Python Compare Wikipedia Pages

By | December 27, 2020

Wikimedia has an API which lets you compare Wikipedia pages, and in some cases modify pages and information within the Wikimedia group. The main page for all Wikimedia API information is here:

In this post I am most interested in the Wikipedia compare API, to show how you use it to see differences between versions of a Wikipedia page. The documentation for this part of the Wikipedia API is here:

Compare Wikipedia Pages

Using the example on the Wikipedia page it is fairly easy to use the API to return the diff for two different pages. In this case for gold and silver.

import requests
session = requests.Session()

api_url = "https://en.wikipedia.org/w/api.php"
PARAMS = {
    'action': "compare",
    'format': "json",
    'fromtitle': 'Gold',
    'totitle': 'Silver'
}
response = session.get(url=api_url, params=PARAMS)
response_json = response.json()
for key, value in response_json['compare'].items():
    print(key, ' : ', value)

This code will capture and print the whole of the API response json. The diff of the pages is stored in the ‘*’ key of the ‘compare’ dictionary.

Comparing Page Versions

The API also makes it possible to compare between different revisions of the same (or different) pages. The use of the API is similar to comparing separate Wikipedia pages, only we specify individual revisions (which are unique ids across different pages) rather than page names.
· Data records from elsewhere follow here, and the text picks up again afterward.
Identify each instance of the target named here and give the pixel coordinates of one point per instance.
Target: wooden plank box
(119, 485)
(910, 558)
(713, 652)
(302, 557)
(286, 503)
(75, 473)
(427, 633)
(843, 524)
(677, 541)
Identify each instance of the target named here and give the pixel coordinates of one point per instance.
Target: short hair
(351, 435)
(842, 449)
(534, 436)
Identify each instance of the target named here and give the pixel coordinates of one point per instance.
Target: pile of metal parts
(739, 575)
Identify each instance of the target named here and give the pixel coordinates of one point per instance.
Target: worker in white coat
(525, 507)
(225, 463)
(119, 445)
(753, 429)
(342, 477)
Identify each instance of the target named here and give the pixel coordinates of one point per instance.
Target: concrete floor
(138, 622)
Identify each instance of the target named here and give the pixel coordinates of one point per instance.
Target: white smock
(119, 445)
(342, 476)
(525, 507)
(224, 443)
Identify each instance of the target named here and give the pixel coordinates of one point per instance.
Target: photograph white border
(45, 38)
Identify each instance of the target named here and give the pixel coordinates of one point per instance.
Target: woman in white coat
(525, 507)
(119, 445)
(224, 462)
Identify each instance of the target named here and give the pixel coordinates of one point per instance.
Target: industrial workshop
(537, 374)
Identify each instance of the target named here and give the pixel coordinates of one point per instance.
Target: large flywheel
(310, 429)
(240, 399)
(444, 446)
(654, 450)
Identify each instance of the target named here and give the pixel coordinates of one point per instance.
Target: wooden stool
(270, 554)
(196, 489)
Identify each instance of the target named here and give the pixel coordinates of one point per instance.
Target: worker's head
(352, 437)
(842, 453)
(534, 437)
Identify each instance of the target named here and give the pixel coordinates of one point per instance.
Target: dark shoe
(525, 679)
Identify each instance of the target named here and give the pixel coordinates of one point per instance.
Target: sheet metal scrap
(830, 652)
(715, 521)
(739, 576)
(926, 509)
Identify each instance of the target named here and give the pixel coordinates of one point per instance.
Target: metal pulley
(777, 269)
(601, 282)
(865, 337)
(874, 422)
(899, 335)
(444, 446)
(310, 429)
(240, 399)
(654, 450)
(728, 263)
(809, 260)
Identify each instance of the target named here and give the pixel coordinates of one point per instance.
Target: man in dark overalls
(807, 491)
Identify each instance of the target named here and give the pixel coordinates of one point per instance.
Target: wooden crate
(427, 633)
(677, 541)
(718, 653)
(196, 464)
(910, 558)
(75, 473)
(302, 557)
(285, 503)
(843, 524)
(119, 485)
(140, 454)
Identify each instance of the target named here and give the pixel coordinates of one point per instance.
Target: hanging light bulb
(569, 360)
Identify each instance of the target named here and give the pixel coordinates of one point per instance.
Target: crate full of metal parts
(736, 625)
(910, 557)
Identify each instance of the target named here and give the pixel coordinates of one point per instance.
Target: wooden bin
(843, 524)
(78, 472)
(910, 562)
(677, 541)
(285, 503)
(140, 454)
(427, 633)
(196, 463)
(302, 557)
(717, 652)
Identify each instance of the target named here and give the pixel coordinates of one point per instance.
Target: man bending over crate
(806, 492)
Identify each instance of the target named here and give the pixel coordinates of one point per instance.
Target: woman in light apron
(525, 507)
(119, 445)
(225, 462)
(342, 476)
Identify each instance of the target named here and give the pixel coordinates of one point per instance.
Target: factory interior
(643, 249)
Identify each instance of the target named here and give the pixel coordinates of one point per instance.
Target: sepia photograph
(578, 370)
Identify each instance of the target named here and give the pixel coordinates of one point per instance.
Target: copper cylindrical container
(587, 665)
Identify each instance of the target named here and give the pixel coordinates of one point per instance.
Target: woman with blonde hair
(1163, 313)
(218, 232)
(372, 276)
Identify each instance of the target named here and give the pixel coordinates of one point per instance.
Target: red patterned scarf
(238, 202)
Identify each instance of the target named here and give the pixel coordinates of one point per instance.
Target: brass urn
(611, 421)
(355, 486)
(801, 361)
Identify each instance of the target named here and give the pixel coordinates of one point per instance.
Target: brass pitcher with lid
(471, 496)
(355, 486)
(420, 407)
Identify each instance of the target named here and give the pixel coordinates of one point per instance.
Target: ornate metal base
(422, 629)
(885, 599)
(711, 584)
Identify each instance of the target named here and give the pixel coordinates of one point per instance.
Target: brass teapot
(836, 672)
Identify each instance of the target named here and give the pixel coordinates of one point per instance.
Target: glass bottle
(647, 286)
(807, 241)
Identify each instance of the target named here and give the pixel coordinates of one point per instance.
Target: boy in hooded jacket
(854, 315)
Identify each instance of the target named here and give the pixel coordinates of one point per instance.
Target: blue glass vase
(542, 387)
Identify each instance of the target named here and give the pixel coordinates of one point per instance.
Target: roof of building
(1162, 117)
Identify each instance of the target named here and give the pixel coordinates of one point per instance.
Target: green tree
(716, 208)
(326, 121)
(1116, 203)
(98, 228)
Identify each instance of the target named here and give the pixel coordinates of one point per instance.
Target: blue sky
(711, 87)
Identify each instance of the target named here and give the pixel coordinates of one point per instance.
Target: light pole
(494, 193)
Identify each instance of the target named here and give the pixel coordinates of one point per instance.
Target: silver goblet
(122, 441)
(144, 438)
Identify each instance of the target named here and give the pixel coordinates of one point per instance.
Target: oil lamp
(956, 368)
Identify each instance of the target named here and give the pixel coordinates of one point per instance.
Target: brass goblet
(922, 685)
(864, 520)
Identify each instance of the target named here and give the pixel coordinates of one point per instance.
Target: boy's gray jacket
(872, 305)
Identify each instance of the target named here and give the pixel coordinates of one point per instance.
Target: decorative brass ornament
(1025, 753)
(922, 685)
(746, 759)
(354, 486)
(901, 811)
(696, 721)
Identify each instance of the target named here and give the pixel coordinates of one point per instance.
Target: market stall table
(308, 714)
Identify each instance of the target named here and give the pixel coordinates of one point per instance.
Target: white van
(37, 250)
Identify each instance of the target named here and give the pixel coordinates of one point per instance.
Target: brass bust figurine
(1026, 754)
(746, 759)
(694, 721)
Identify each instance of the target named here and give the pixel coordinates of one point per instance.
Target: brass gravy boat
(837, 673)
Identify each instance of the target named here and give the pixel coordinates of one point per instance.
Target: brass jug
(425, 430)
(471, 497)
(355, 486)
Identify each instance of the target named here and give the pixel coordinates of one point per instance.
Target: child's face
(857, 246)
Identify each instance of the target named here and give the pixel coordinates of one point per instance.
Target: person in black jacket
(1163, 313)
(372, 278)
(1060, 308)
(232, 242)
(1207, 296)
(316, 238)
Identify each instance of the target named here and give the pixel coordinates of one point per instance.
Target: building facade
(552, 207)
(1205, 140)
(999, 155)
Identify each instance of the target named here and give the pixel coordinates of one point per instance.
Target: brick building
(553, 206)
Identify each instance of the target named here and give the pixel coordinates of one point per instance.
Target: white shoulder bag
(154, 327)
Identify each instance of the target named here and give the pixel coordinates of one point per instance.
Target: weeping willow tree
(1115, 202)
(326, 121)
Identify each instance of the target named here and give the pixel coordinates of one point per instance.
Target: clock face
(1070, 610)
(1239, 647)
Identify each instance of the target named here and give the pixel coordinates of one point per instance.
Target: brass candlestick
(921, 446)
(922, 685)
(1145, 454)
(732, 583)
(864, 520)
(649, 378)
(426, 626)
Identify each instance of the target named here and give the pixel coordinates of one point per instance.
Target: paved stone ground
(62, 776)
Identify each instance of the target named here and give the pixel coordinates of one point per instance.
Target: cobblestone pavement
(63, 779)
An example of the comparison viewed via the webpage is here.

import requests
session = requests.Session()
api_url = "https://en.wikipedia.org/w/api.php"

PARAMS = {
    'action': "compare",
    'format': "json",
    'fromrev': 989715533,
    'torev': 989941568
}
response = session.get(url=api_url, params=PARAMS)
response_json = response.json()
for key, value in response_json['compare'].items():
    print(key, ' : ', value)